Tuesday, May 27, 2008

Washington Post

This is a long quote from a review of Cavalleria in the Washington Post. Dolora Zajick was the Santuza.

"Salvatore Licitra is the most maddening of today's maddening crop of almost-but-not-quite-there tenors taking the lead roles around the opera world. He's maddening because he has a glorious voice and is all over the place in the way he uses it. If a singer onstage Sunday could be criticized for pumping out sound without inflection, it was he; he almost came to grief in the opening offstage aubade, which should be anything but difficult and anything but shouted. He also sometimes is careless about details (like the correct pitch). In past years he has reportedly worked assiduously on his vocal technique, with the result that his problem areas seem to shift from one performance to another: On Sunday, the upper middle again sounded smaller than the rest of the voice.

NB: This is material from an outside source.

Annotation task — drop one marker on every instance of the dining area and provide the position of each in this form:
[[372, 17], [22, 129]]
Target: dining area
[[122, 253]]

"This is a lot of quibbling to heap on a voice as fine as Licitra's. I offer it because his duet with Zajick was about as good as it's possible for opera to get. It demonstrated that Licitra should be the unrivaled star opera tenor of our day. If he is not, it is for reasons that all appear to be fixable, and therefore all the more frustrating to a listener. "

It was the almost-but-not-quite-there bit that caught my eye. I find the situation to be more a case of sometimes all the way there and other times not. The same person isn't perfect all the time, and that's certainly the case with Licitra.